Sticking to a low-sugar diet won't alter one's love for sweet food, a new study reveals. People may find ordinary dessert too sweet after going on a strict low-sugar diet, but their preferred level of sweetness in food and drinks remains the same.

Researchers from the Monell Chemical Senses Center wanted to examine low-sugar diets and how it affects one's sense of taste. They examined healthy adults who consumed two or more sugary drinks per day and consumed sweeteners frequently.

The participants were divided into two groups, a treatment (13) group and a control (16) group. The control group maintained their usual diet while the treatment group reduced their sugar intake by replacing 40 percent of their caloric intake from sugar with proteins, fats and carbohydrates.

For three months, a test to rate the intensity of sweetness and pleasantness of desserts like sweetened vanilla puddings and raspberry beverages were conducted. The people on the reduced-sugar diet reported that the dessert is too sweet.

However, even though their consumption of sugar was altered and reduced in the past three months, their desired level of sweetness for food and beverage did not change. The treatment (reduced-sugar) group's preferred sugar level had averaged 32.4 percent while the control group's averaged 31.2 percent.

"Over-consumption of sugar is widely believed to contribute to obesity and related health problems such as heart disease. If people could adjust to a lower-sugar diet over time without affecting food acceptance, it might be possible to gradually reduce added sugars in food and beverages without causing rejection," Paul Wise, a sensory psychologist at Monell Center said in a press release.

When the participants were instructed to choose their own diet regimen, those in the reduced-sugar group quickly upped their sugar intake to baseline levels, with their perception of sweetness intensity reverting back to pre-diet levels. The researchers say that this finding will shed light on the importance of cutting added sugars in the diet. This could also help in the management of patients with diabetes or high blood sugar levels.

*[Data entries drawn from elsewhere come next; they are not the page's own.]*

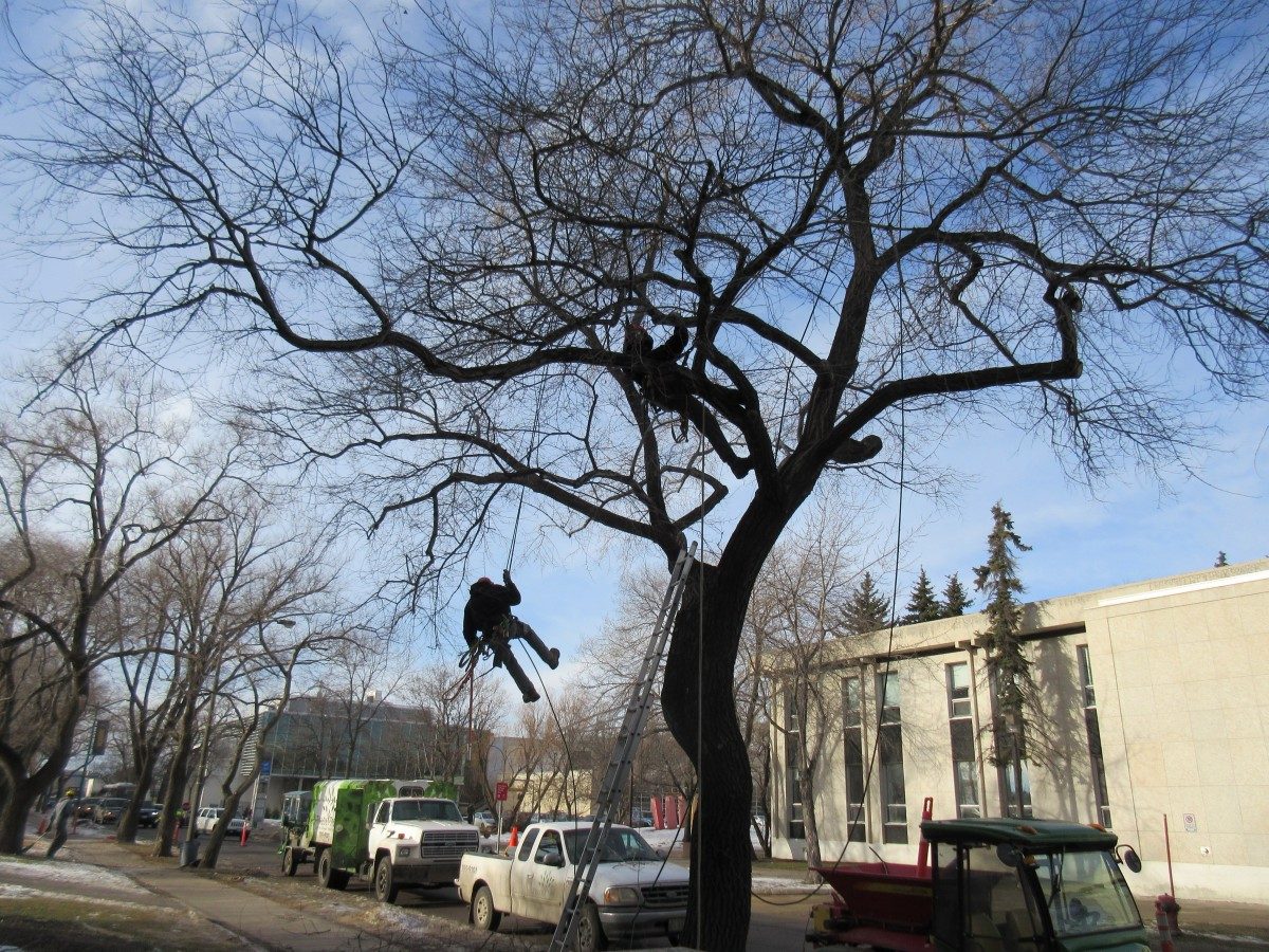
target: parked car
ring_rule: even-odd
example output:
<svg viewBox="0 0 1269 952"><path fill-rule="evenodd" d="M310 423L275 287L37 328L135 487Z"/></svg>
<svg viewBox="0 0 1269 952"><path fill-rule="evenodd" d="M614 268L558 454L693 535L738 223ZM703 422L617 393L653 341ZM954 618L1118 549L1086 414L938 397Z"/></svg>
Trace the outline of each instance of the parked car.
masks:
<svg viewBox="0 0 1269 952"><path fill-rule="evenodd" d="M93 807L93 823L112 824L118 823L123 811L128 809L128 801L123 797L107 797Z"/></svg>
<svg viewBox="0 0 1269 952"><path fill-rule="evenodd" d="M93 819L93 807L102 802L102 797L84 797L75 805L75 816L80 820Z"/></svg>
<svg viewBox="0 0 1269 952"><path fill-rule="evenodd" d="M216 821L221 819L221 814L225 812L222 806L204 806L198 811L197 829L199 833L211 833L216 829ZM228 833L242 833L242 817L235 816L230 820Z"/></svg>

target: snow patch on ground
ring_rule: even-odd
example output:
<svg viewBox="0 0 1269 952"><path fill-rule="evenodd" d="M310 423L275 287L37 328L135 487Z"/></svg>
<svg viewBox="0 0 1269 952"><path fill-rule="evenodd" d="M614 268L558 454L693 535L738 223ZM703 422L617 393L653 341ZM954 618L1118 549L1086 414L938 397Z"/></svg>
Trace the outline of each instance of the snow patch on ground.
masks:
<svg viewBox="0 0 1269 952"><path fill-rule="evenodd" d="M88 866L57 859L0 859L0 876L19 877L24 880L42 880L44 882L62 882L81 886L96 886L99 889L117 890L119 892L136 892L148 895L123 873L105 869L100 866Z"/></svg>
<svg viewBox="0 0 1269 952"><path fill-rule="evenodd" d="M121 899L100 899L98 896L81 896L65 891L37 890L32 886L20 886L16 882L0 882L0 897L3 899L53 899L86 902L94 906L113 906L117 909L145 909L141 902L126 902Z"/></svg>
<svg viewBox="0 0 1269 952"><path fill-rule="evenodd" d="M799 894L810 896L816 892L816 885L787 876L755 876L750 890L763 896L793 896ZM819 895L829 895L829 887L821 887Z"/></svg>

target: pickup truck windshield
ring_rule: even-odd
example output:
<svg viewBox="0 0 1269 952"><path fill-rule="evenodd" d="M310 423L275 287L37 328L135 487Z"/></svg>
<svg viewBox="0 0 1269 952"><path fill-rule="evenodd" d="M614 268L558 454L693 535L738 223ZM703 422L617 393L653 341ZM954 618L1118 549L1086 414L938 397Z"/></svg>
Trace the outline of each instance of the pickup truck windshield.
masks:
<svg viewBox="0 0 1269 952"><path fill-rule="evenodd" d="M566 830L563 834L565 848L569 850L569 859L576 864L581 857L581 848L586 845L586 835L590 830ZM661 857L647 844L634 830L610 829L604 842L599 847L599 862L602 863L634 863L640 861L660 862Z"/></svg>
<svg viewBox="0 0 1269 952"><path fill-rule="evenodd" d="M1036 878L1056 935L1141 925L1114 858L1103 852L1037 853Z"/></svg>
<svg viewBox="0 0 1269 952"><path fill-rule="evenodd" d="M393 820L454 820L462 823L458 807L448 800L398 800L392 805Z"/></svg>

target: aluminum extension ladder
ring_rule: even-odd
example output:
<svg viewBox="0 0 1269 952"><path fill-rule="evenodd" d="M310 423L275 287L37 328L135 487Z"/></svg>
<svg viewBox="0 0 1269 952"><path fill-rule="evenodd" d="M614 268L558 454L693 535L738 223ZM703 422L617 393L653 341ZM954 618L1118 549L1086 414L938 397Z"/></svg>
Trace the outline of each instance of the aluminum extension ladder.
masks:
<svg viewBox="0 0 1269 952"><path fill-rule="evenodd" d="M613 825L613 807L618 791L626 786L631 764L634 760L634 751L643 739L643 727L647 724L648 698L652 693L652 684L656 682L656 673L665 656L665 645L669 641L670 627L678 614L679 603L683 600L683 586L687 584L688 572L695 561L697 543L681 552L674 562L674 571L670 572L670 585L661 599L661 612L656 617L656 628L643 656L643 665L640 668L638 679L634 683L634 693L631 703L626 708L626 720L622 721L621 734L617 735L617 745L613 748L613 757L608 762L604 772L604 782L599 788L599 798L595 803L595 820L586 834L586 843L581 848L577 858L576 872L572 877L572 886L569 889L569 897L563 904L563 913L556 925L555 935L551 938L549 952L565 952L572 948L577 935L577 923L581 910L586 905L590 895L590 883L595 880L595 871L599 868L599 844L603 843L609 828Z"/></svg>

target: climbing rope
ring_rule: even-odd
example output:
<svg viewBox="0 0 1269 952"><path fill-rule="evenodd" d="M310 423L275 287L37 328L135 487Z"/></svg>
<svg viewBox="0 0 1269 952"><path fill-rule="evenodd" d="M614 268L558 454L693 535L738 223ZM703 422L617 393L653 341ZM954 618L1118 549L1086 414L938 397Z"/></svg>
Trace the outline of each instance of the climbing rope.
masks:
<svg viewBox="0 0 1269 952"><path fill-rule="evenodd" d="M541 447L541 434L538 433L538 425L542 423L542 402L546 399L547 391L547 374L546 371L542 372L542 383L538 385L538 399L534 401L533 407L533 428L529 430L532 434L529 438L529 452L525 454L525 465L533 461L533 454ZM525 482L520 484L520 500L515 504L515 522L511 524L511 545L506 550L506 570L511 570L511 562L515 559L515 541L520 534L520 513L524 512L524 491L528 489Z"/></svg>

In their past study, they examined how low salt diets alter one's future preference for food. Contrary to those who went on low-sugar diets, people who consumed a low-salt diet preferred less salt over time.

"This experiment provides empirical evidence that changes in consumption of simple sugars influence perceived sweet taste intensity. More work is needed to determine whether sugar intake ultimately shifts preferences for sweet foods and beverages," the researchers wrote in the study.

The study was published in the American Journal of Clinical Nutrition.